Os meninos sempre jogavam bola tranquilamente no descampado. Eis que a danada da mulher ia devagarzinho com um cesto de roupa lavada e estendia no varal que ficava bem atrás da trave. Depois voltava e ficava escondida olhando quando alguém chutava uma bola mais forte e atingia qualquer pano estendido.
Doidinha pra arrumar encrenca, pra soltar o verbo impuro. Assim que a bola atingia um calçolão ela partia de lá esculhambando com tudo e todos, de vara na mão querendo agredir. Como um parente da meninada sempre chegava para intervir, então o banzé estava feito, em estado de injuriamento. Ora, o pé de briga já havia sido a premeditação da mulher.
Por não ter arranjado namorado na quermesse, a mocinha solitária e carente ficou de mal de fogo a sangue de Santo Antonio, o casamenteiro. Tirou o coitado de casa e o colocou de cabeça pra baixo na porta da igreja. Com cabeça enterrada no chão e as perninhas pro ar, o coitado do casamenteiro recebia o que não merecia.
Mas dizem que ele a perdoou e arrumou um pé de briga para sua companhia até quando ele suportasse tanto mandonismo, exigências e aborrecimentos da parte dela. Assim que o esposo botava o pé na porta e lá vinha a dita perguntando onde estava, com quem conversou, o que fez. Como ele não suportava tal tipo de coisa, tudo era pé de briga. E Santo Antonio não pôde fazer mais nada.
Mas certo dia uma vizinha passou pela frente do murinho baixo da outra vizinha, cumprimentou-a e disse, num tom amigueiro e sem querer ofender, que uma plantinha parecia não ter sido aguada, pois estava murchando. A outra não gostou e disse que o que estava murchando era a cara dela, tão feia que parecia um maracujá de fim de feira. Então o pé de briga começou a ferver.
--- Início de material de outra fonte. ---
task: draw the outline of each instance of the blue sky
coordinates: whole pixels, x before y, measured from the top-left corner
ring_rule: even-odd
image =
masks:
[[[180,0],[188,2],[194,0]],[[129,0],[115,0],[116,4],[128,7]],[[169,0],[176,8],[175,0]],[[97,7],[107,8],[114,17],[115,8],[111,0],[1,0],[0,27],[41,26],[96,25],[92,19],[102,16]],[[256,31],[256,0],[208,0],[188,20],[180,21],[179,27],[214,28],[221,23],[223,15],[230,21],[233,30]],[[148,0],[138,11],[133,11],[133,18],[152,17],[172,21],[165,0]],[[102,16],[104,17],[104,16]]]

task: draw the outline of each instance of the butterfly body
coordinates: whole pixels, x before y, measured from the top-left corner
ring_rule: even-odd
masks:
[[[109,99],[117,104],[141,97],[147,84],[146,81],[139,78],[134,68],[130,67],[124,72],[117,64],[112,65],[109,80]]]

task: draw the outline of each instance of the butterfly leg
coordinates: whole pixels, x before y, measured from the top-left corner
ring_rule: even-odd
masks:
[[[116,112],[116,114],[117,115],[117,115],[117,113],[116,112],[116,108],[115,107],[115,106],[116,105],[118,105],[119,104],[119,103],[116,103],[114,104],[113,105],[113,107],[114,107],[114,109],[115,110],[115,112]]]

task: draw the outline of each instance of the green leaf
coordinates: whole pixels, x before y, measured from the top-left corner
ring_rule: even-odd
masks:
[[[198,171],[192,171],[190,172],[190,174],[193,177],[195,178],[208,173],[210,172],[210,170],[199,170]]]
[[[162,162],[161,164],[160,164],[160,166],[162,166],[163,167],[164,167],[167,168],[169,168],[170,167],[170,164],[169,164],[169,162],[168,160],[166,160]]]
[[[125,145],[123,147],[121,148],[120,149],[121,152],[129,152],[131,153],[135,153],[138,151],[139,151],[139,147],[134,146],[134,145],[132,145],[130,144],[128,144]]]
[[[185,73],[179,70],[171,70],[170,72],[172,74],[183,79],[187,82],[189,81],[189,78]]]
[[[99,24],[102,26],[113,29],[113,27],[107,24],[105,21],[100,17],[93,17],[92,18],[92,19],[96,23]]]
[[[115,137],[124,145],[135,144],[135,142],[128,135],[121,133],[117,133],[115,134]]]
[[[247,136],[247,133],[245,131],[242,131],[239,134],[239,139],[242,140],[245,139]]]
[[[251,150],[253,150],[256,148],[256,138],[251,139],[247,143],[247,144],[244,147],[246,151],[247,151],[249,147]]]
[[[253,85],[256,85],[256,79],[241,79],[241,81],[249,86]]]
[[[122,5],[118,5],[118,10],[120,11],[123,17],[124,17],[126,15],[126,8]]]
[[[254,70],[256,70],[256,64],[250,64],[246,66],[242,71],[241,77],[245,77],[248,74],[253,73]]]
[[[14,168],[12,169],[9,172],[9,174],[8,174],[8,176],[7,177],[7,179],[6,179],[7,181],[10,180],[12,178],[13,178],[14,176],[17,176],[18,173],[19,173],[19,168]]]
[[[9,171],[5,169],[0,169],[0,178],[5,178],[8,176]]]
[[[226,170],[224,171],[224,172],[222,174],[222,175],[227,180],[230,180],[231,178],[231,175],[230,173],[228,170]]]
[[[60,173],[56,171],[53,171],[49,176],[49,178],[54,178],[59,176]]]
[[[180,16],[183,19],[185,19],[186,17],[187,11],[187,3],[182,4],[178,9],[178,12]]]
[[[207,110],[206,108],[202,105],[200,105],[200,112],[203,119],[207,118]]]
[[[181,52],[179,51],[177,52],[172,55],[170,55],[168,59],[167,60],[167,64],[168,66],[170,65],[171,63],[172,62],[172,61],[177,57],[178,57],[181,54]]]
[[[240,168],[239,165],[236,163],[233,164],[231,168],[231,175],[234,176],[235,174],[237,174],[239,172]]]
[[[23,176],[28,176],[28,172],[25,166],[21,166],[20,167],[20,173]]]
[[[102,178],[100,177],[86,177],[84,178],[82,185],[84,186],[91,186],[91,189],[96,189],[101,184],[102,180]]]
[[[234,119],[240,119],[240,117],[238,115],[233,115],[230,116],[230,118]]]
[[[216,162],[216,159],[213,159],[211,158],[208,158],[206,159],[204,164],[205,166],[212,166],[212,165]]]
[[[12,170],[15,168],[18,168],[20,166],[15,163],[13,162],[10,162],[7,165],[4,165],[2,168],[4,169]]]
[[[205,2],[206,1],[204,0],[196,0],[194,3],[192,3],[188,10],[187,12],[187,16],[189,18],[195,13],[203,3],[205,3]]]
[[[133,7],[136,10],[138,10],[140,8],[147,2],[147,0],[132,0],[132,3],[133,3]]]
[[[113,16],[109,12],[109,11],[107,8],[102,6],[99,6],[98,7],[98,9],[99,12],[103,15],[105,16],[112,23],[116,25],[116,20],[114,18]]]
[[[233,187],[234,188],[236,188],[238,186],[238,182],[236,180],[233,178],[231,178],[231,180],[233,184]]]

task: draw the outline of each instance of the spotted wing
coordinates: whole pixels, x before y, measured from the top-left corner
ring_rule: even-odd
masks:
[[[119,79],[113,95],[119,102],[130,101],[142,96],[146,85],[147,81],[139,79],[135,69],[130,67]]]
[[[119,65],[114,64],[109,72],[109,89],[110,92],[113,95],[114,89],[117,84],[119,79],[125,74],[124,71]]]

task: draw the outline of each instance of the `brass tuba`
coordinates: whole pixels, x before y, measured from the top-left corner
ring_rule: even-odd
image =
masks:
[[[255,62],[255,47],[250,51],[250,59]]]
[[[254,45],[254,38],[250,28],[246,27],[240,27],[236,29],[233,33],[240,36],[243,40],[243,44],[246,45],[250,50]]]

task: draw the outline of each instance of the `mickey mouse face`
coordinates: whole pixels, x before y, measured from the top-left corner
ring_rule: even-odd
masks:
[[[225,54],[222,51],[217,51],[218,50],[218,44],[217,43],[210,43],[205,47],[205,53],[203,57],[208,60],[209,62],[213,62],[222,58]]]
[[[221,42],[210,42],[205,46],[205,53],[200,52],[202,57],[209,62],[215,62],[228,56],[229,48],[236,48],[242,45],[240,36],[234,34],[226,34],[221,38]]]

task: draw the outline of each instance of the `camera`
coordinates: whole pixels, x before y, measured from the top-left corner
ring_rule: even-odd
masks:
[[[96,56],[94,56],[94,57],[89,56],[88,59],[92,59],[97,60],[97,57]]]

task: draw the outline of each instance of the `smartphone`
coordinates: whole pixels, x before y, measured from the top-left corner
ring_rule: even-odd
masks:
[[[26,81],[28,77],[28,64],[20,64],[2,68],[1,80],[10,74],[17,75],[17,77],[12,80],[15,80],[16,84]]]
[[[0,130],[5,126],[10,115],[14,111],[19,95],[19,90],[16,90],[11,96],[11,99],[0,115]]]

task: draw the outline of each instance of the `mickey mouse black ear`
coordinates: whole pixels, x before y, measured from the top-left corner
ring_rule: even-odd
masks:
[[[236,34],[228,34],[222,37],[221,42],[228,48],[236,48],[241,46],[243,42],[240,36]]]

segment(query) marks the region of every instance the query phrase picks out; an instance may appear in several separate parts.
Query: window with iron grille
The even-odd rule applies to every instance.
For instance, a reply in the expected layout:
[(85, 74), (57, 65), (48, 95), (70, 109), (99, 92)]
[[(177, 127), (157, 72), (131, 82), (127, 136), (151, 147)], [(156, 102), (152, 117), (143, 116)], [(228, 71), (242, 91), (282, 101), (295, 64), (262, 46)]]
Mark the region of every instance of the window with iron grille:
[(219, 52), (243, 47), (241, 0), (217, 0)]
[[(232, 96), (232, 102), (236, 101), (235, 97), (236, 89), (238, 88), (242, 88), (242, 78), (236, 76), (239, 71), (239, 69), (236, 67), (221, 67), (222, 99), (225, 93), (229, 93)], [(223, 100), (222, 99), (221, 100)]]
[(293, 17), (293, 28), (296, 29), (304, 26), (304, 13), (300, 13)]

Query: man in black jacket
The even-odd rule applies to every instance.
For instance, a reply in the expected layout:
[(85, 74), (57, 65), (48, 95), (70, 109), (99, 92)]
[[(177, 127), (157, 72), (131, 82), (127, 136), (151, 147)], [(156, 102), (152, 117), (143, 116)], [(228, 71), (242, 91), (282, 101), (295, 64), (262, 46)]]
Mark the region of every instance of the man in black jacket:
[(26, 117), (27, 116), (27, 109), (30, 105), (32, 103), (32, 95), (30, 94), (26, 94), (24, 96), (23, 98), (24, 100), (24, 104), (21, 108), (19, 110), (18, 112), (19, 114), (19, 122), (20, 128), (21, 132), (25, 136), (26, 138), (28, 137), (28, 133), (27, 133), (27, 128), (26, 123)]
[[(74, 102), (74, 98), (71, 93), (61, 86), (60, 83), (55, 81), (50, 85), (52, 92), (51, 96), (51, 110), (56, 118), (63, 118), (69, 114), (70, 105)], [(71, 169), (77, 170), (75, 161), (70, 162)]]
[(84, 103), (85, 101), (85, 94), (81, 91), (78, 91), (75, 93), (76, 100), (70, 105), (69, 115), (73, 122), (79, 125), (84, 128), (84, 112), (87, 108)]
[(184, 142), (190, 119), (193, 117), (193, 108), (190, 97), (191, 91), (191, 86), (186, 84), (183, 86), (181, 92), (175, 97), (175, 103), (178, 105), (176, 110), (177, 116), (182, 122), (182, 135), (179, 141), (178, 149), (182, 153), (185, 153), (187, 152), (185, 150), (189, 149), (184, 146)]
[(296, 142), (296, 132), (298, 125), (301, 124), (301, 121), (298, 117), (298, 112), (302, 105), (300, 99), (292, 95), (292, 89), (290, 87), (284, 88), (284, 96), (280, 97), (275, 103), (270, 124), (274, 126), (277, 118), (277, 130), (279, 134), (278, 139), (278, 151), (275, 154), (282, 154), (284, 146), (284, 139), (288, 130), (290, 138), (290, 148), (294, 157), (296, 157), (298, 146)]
A ofendida respondeu na hora e disse que nem pra maracujá a outra servia mais pra ser, senão uma melancia velha e podre que nem os porcos queriam experimentar como lavagem. “Melancia podre é você, sua sirigaita, sua quenga, gaiera, que nessa idade não se respeita e vive escondendo macho debaixo da cama”. Prestou não.
“O que, sua filha da puta safada, ladrona de homem dos outros, rapariga rampeira que tem um caso até com o entregador de leite. Pensa que eu não vejo não, é? Sua vagabunda imprestável...”. E a coisa esquentava demais.
“Todo mundo sabe que nem você nem sua raça valem um conto, é tudo gente safada, ladrona, bandida de marca maior, e qualquer dia o que não for preso vai contar história debaixo da terra...”. Vixe Maria!
“Você prova o que tá dizendo? Bandida é você, puta safada, sem vergonha, que compra e não paga a ninguém. Não sou eu quem vive recebendo cobrança na porta noite e dia...”. Lascou-se.
“Espere aí que você vai ver o que é bom pra tosse agorinha mesmo...”. E partiu pra cima da outra, voando em direção aos cabelos. Houve contra-ataque. Sopapos daqui e de acolá, madeixas espalhadas por todo lugar.
Dizem que até hoje brigam. E tudo nasceu do nada, de uma besteira, de um pé de briga que mais cedo ou mais tarde haveria de acontecer. E o que seria vizinhança senão o verdadeiro e autêntico pé de briga?